そんな彼に密着したドキュメンタリー映画『アイアム・ア・コメディアン』(日向史有監督)が7月初旬に公開された。それに合わせて一時帰国した村本と、かつてアメリカから日本に来て漫才に挑んだパックンが、異国での挑戦や米コメディー事情について語り合った。
パックン 2月末に本格的に渡米して、今はどんな状況?
村本大輔 ニューヨークで毎日、いろいろなオープンマイクに出ている。チャットGPTを使ってネタを準備して。(舞台で)ネタを忘れたら、メモを読んだりしているけど。
パックン 読者のために解説すると、オープンマイクとは入場料を払えば誰でも挑戦できるスタンダップのステージ。

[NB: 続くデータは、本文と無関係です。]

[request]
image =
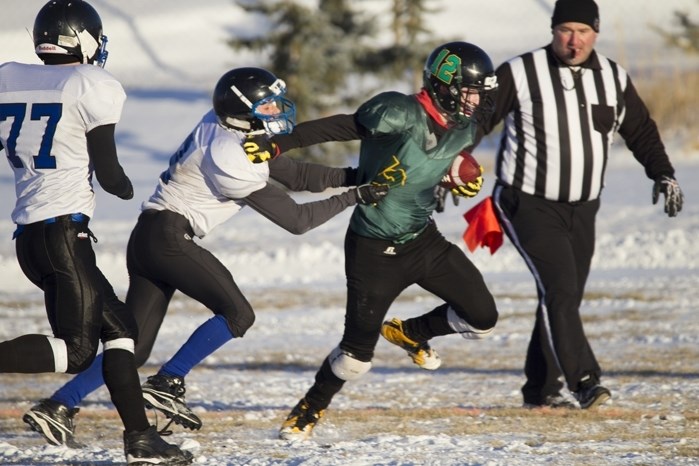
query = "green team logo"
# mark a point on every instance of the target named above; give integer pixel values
(445, 66)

村本 本当にいっちばん下の、駆け出しの芸人の子たちと一緒に出てんのよ。
パックン でも、それが世界への挑戦でしょ。まさにアメリカンスタイル。コメディアンはみんなオープンマイクを通過する。
村本 オープンマイクの呪縛霊がいるんですよ。オープンマイク一筋30年のおじいさんとか。あれを見ると、自分も予備軍かなと思ってめっちゃ怖くなる。
パックン なぜ日本で実績も知名度もあるのに、アメリカで挑戦しようと思ったの?
村本 テレビで風刺ネタをしたとき、SNSでアメリカ人から「ジョージ・カーリンを思い出した」って言われた。誰かと思っていたら、ちょうどその頃、秋元康さんっていう日本のロリコン文化の生みの親から......。
パックン いや、生みの親じゃないよ。昔からあったから。
村本 じゃあ義父。その秋元さんからジョージ・カーリンの話を聞いた。それでネットフリックスなんかを見て調べて、「あれ? コメディーにオピニオンを持ち込んでいるコメディアンか?」と知った。
パックン 社会風刺ね。
村本 社会風刺や、私はこう思うといったことね。日本の漫才は意見というより、何かを演じるスタイルだけど......。それがきっかけで、アメリカに行ってみたいと思った。